Already on GitHub? Sign in to your account

Pre-trained model #19

Closed
raimis opened this issue May 17, 2021 · 32 comments
Closed

Pre-trained model #19

raimis opened this issue May 17, 2021 · 32 comments

Comments

@raimis
Copy link
Collaborator

raimis commented May 17, 2021

We are writing a paper about NNP/MM in ACEMD. So far, we have used ANI-2x for protein-ligand simulations, but to demonstrate a general utility, it would be good to include one more NNP.

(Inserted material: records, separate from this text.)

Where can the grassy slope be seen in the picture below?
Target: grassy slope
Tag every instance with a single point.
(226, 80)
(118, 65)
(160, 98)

Would it be possible to have a pre-trained TorchMD-NET model?

@giadefa
Copy link
Contributor

giadefa commented May 17, 2021 via email

@PhilippThoelke
Copy link
Collaborator

So you need a checkpoint file for a graph network trained e.g. on aspirin from the MD17 dataset?
Would it work for you if the model is trained with the next version of the code, e.e. when #20 is merged? This change adds some features that improve the performance on MD17.

@giadefa
Copy link
Contributor

giadefa commented May 18, 2021 via email

@PhilippThoelke
Copy link
Collaborator

PhilippThoelke commented May 19, 2021

I have added a graph network checkpoint pretrained on aspirin from the MD17 dataset. It used 950 samples for training, 50 for validation and the remaining samples for testing, which is the standard benchmark for this dataset. I used energies and forces for training, the exact hyperparameters can be found in the hparams.yaml file. You can find the model checkpoint, hyperparameters and splits here.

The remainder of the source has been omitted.